I am whinging there, like I say. Obviously that’s not the attitude that everybody has. Nevertheless, the basic point is that within my four years of undergrad classes, Christian thought has never come up in any significant way. These kinds of dismissive attitudes towards Christian thought are cultivated within that gap in our wider education. It’s one of the things that really annoys me about, say, Christopher Hitchens. He attacks Christianity for its awful attitudes to women, which – well, fair enough, I spend most of my time attacking Christianity too. But my problem is that Hitchens doesn’t give any attention to how Christian thinkers might have grappled with that issue. Christian feminist thought exists. There’s a wider intellectual tradition that’s just not getting a hearing. And at least in my experience, many of the people in my liberal circles don’t know anything about it either.

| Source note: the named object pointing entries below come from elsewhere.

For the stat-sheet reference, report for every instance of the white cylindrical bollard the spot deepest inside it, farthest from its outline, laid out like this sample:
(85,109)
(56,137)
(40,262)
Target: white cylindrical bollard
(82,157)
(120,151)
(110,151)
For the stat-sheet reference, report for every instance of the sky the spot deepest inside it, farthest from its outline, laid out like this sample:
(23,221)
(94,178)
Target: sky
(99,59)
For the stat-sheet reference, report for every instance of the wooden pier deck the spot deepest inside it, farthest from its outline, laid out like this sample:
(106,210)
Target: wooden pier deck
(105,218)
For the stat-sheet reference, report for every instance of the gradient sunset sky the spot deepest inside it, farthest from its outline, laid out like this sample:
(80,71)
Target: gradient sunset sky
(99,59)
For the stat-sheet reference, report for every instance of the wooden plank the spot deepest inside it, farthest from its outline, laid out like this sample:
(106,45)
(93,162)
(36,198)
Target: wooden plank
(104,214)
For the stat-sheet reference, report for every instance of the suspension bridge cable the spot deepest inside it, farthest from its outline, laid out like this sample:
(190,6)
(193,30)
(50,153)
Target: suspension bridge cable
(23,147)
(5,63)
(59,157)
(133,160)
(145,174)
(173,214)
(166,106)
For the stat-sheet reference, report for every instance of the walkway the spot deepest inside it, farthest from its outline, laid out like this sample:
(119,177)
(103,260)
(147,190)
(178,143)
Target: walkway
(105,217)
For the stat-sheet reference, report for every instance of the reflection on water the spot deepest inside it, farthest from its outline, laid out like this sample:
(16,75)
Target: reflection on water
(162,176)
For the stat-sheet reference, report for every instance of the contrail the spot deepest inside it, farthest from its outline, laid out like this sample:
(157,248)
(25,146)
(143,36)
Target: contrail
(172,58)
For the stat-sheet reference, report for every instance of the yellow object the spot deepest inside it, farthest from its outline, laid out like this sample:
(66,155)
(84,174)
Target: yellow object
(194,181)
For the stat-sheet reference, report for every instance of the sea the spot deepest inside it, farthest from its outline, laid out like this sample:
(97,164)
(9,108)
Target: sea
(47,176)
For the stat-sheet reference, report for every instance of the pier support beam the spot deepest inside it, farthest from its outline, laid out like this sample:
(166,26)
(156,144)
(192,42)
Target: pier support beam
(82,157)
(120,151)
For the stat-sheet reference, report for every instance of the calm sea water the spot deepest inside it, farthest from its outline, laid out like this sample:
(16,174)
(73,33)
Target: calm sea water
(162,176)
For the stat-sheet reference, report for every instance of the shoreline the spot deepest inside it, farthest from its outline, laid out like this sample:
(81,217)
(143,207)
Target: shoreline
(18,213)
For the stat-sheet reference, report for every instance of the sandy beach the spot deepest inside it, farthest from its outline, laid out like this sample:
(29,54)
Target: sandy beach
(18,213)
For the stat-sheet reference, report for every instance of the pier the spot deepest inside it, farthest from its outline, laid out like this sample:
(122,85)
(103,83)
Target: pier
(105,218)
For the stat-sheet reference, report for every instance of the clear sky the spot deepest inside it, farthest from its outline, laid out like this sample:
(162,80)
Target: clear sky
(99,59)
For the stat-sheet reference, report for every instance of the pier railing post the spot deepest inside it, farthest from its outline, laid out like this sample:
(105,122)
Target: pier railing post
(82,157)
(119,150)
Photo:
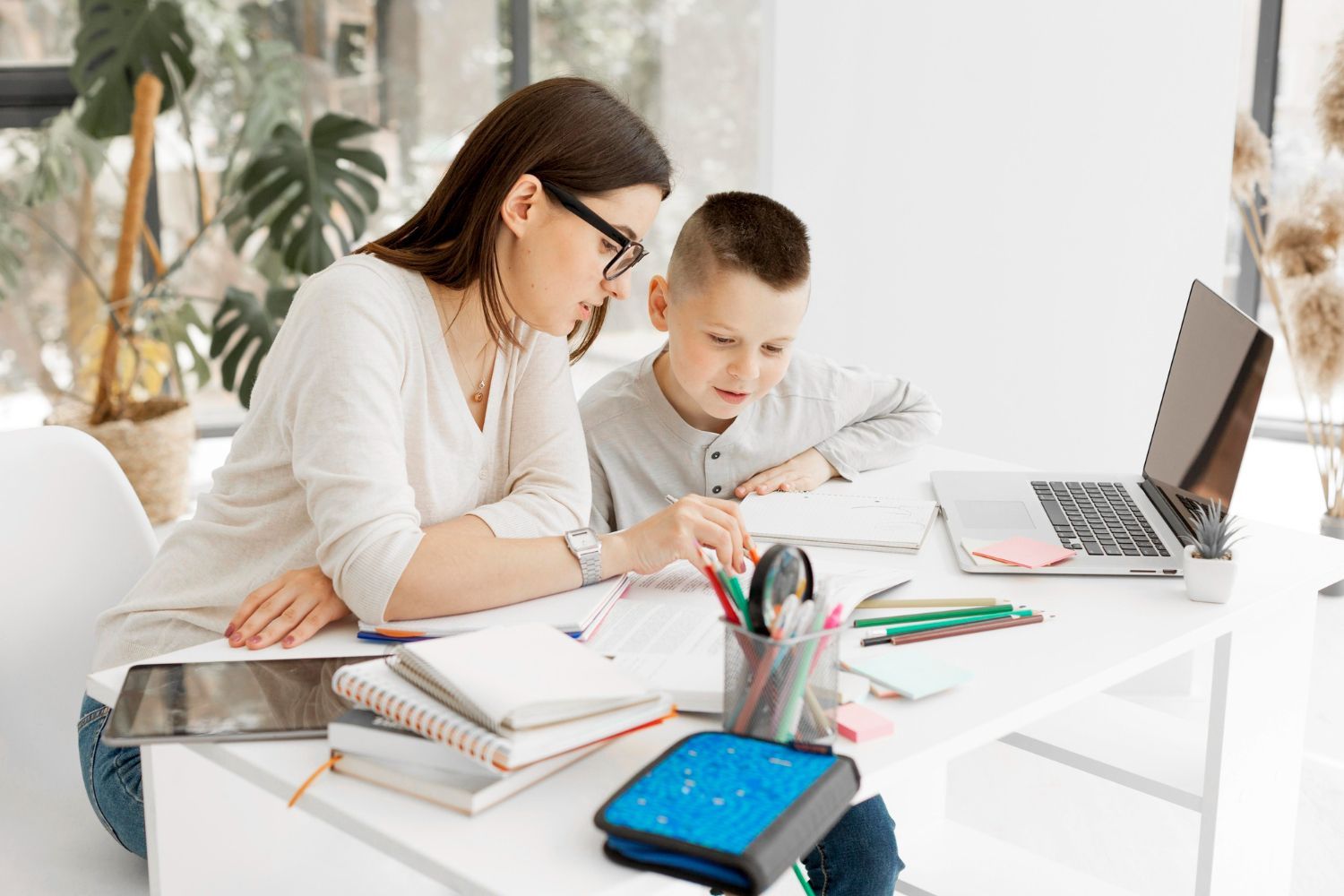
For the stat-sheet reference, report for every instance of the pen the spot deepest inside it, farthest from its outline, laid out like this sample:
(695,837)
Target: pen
(926,616)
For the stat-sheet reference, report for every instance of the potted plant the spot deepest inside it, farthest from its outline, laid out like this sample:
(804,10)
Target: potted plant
(1210,568)
(1298,254)
(134,59)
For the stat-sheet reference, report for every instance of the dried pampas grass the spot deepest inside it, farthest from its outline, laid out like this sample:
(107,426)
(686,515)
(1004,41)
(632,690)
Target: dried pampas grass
(1305,239)
(1297,245)
(1330,102)
(1317,328)
(1250,160)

A final note. I talked with some of my grad student buddies about this post, and by and large my English Lit friends didn’t really have any experience with Christian thought – as I suspected. But curiously, my fiance has a major in Art History, and apparently you can’t lift a finger in Art History without being bombarded by Christian thought from all directions. Cheers, Michelangelo! So my point might be quite limited to a certain set of disciplines. At the very least, it’s limited to my experiences (obviously). But even then, when I brought the topic up with my fiance, her first response was ‘Well, studying theology is really only something conservative weirdos do.’ She also saw a distinction in the demographic, even if she had to throw shade to bring it up.